Синцов слушал с жадным любопытством. Артемьев был для него первым человеком, не просто говорившим про Сталина, а видевшим своими глазами, как он ходит, как говорит, как задает вопросы.

Синцову хотелось знать это. Ему всю войну хотелось знать про Сталина как можно больше, потому что в глубине души ответ на вопрос – какой он, Сталин? – связывался с ответом на другой, главный вопрос: почему только сейчас, на второй год войны, наступает начало настоящей расплаты с немцами?

Вопрос этот как бы ставил под сомнение меру величия Сталина и меру безошибочности его решений. А в то же время, когда комбат Синцов, полтора года проживший на переднем крае, все еще искал ответа на вопрос: «Почему война шла так, а не иначе?» – в том, какой Сталин, – это было молчаливым признанием того места, которое занимал Сталин и в его мыслях о прошлом, и в его надеждах на будущее, да и вообще во всей его жизни.

– А верно говорят, – спросил Синцов, – что Сталин, прежде чем не получит сводки со всех фронтов, не ложится спать никогда?
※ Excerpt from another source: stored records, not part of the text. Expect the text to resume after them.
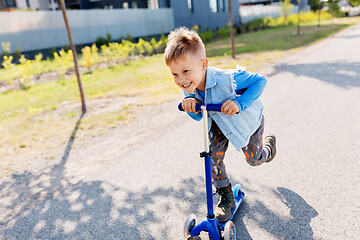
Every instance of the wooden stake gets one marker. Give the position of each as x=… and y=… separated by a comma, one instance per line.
x=63, y=9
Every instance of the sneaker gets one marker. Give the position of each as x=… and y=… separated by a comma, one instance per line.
x=270, y=141
x=226, y=203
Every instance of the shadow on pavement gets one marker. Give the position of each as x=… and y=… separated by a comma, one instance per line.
x=343, y=74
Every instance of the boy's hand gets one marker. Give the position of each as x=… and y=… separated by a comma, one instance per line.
x=189, y=104
x=230, y=108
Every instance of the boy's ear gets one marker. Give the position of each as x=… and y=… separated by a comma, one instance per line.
x=205, y=63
– Судя по тому, как наши начальники до третьих петухов сидят, – так. А более точно мне знать не дано. – Артемьев с досадой подумал, что все же не сумел объяснить Синцову всех своих чувств, с которыми пришел и ушел от Сталина в тот день. Рассказывал, как спрашивает, как смотрит, про мягкие сапоги… А для главного не нашел слов. Хотя для таких вещей вообще не сразу найдены» слова, а то можно было бы рассказать и кое-что другое: как уже не ты, направленец, мелкая сошка, а сам Иван Алексеевич собирался на доклады к Сталину, и как ждал, вызовут его или нет, и как приходил с доклада. Каждый раз шел как под пули и возвращался – словно реку переплыл, – вспомнил Артемьев без тени осуждения, наоборот, с уверенностью, что так оно и должно быть, раз человек шел на доклад к самому Сталину…

Синцов лежал, закрыв глаза, но не спал.

Когда хочется спросить слишком много, начинаешь себя мысленно урезать, урезать и до тех пор урезаешь, пока почти ничего не остается спрашивать.

– Слушай, – Синцов открыл глаза, – вот ты теперь с Серпилиным служишь, какого ты мнения о нем?

– Самого высокого. А что?

– Нет, ничего, – сказал Синцов.

Но это было неправда, когда он сказал «нет, ничего», потому что сам вопрос – «какого ты мнения?» – был другим вопросом, которого он так и не задал: отчего же так вышло с Серпилиным до войны, раз и ты о нем самого высокого, и я о нем самого высокого, и все самого высокого, а четыре года он не то дороги мостил, не то лес рубил. Говорят: «Лес рубят – щепки летят!» Да ведь он не щепка, а начальник штаба армии.

Разные чувства рождались в последнее время, когда все очевиднее били немцев. Но главных два: одно – слава богу, что дожили до этого. А другое рядом – досада, что не с самого начала так. И эта досада жила и задавала тебе вопросы: почему да почему?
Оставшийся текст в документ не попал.